佛以一音演说法。众生随类各得解。得解虽别。证理则同。盖三藏偏真。已具四门四悉。况无上圆诠。摩尼普应众色者乎。如来于大般若中。特宣金刚般若。为发最上乘者说也。最上乘。何疑不破。何住不臻。疑能障理。疑破则理自明。理实无住。悟理则住斯立。是故无著约住位释。天亲约断疑释。互为表里。非止各出一见而已。然两论若不相蒙者。由疑疑皆能障住。住住皆有余疑。未可一往竖配云耳。独后世读者。若句义难通。遂驾言直指。
以不立文字为高。或狥逐讲宣。以私意附会为便。如来微旨。几不可见矣。疎园何老居士。久游紫柏大师之门。故能独取偈论。沉思会通爰为疏注。嘉惠后学。述而不作。信而好古。真如来所使。行如来事者与。予尝谓无著天亲。深知佛法非等觉已下所能尽。故于明住断疑。各示一隅。用显引而不发之妙。后人知未冥理。行未阶真。去无著天亲远甚。乃欲妄自竖义。不失诸著相滞名。则流于掠空捕影。几何不成谤法之愆。岂若卽偈论而求之之为近也。
予生平研讨经论。必本四依。不喜近时意见穿凿茫无根据。故于疏注。辄深随喜。亦愿后之读是书者。因指得月。不必纷纷更从事于异说。而哆以为博也。
【金刚般若会义序】
甚矣般若之难言也。非言之难。修行难也。夫修行旣难。言之益不易已。世未有目足不具。能安隐入清凉池者。然足力强。目力或短。目力远。足力或衰。足强则到而后见。目远则望而先知。解行之道。何以异是。故吾于古来释金刚者。不能无叹息焉。如来一代时教。以般若为宗要。乃利根者。闻四十九年常说般若。钝根者。须歴阿含方等。方始得闻。
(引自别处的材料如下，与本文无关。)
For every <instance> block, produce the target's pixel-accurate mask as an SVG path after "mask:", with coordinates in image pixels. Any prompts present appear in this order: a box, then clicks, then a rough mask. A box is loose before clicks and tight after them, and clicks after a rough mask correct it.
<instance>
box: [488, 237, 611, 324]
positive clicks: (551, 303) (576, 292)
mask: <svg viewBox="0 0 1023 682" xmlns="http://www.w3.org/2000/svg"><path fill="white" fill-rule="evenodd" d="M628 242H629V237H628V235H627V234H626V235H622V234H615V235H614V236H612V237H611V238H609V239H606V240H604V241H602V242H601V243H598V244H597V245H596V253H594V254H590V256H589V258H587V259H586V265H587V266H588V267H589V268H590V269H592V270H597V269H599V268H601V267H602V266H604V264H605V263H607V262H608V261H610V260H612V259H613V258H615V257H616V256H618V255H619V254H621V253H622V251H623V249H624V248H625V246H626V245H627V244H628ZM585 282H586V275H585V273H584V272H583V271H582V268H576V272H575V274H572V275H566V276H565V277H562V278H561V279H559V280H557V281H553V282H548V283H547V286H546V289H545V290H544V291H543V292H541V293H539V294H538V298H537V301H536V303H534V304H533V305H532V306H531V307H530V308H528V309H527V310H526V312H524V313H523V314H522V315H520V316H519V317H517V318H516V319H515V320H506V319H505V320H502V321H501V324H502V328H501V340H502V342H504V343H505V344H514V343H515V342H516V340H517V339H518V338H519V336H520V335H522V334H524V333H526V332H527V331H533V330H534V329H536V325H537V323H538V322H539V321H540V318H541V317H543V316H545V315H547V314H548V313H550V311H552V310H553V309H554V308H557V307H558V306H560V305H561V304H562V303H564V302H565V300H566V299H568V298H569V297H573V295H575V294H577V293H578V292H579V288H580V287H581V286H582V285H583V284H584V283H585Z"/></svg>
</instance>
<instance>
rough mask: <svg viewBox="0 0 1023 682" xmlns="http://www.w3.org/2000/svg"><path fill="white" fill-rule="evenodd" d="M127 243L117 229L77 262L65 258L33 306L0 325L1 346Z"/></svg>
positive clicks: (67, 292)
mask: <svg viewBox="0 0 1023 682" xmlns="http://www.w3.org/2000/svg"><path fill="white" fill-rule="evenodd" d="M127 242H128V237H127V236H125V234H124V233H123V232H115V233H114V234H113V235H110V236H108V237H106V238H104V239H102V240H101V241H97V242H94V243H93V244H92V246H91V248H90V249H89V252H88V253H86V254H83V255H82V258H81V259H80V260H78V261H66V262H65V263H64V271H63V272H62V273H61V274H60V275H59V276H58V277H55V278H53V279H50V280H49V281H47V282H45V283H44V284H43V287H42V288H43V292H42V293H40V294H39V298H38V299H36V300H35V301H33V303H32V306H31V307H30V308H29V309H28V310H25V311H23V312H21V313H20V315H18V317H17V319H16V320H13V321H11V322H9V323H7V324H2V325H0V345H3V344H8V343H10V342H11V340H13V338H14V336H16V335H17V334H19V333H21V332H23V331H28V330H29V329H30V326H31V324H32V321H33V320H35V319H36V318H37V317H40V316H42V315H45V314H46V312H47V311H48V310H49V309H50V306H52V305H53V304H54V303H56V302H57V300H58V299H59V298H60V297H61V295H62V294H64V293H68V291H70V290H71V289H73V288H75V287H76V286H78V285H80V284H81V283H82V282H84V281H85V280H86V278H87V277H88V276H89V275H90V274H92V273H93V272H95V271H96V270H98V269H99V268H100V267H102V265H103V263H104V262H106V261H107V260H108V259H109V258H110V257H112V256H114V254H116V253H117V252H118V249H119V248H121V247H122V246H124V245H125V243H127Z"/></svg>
若金刚一分。又在大会八分之后。如来为发最上乘者说。其深远微妙。何啻横岭侧峰。
无著显住。天亲断疑。虽复难兄难弟。春兰秋菊。于此经时行物生之全体。亦仅一斑而已。后人所证。固不及西域二难。所悟又不逮天台智者。言愈繁。道愈晦。旨益浅。辞益枝。欲会真宗。徒劳笔舌。善夫宜之唐居士。独拈修行为会义之本也。果能修行般若念念观察。诸法非法。无非实相。则种种文字皆糟粕。亦皆可化为神奇矣。是可与无闻比丘作顶门针也。若夫弃水择乳。则在菩萨鹅王。予奚敢饶舌哉。
【西方合论序】
唯大彻大悟人。始可与谈念佛三昧。否则百姓之与知与能。犹远胜仁者见之谓之仁。智者见之谓之智也。达磨西来。事出非常。有大利。必有大害。呜呼。先辈幸得大利。今徒有大害而已。谁能以悟道为先锋。以念佛为后劲。稳趋无上觉路者邪。袁中郎少年颖悟。坐断一时禅宿舌头。不知者以为聪慧文人也。后复深入法界。归心乐国。述为西方合论十卷。字字从真实悟门流出。故绝无一字蹈袭。又无一字杜撰。虽台宗堂奥。尚未诣极。
而透彻禅机。融贯方山清凉教理无余矣。或疑佛祖宗教。名纳老宿。未易徧通。何少年科第。五欲未除。乃克臻此。殊不知多生熏习。非偶然也。传闻三袁。是宋三苏后身。噫。中郎果是东坡。佛法乃大进矣。余每谓明朝功业士。远不及汉唐宋。理学则大过之。阳明一人。直续孔颜心脉。佛门居士。唐梁肃。宋陈瓘。明袁宏道。盖未可轩轾也。忠肃因初年偶疑金刚为泥人揩背语。遂为禅者所笑。试读彼三千有门颂。可复笑乎。中郎少年风流洒落。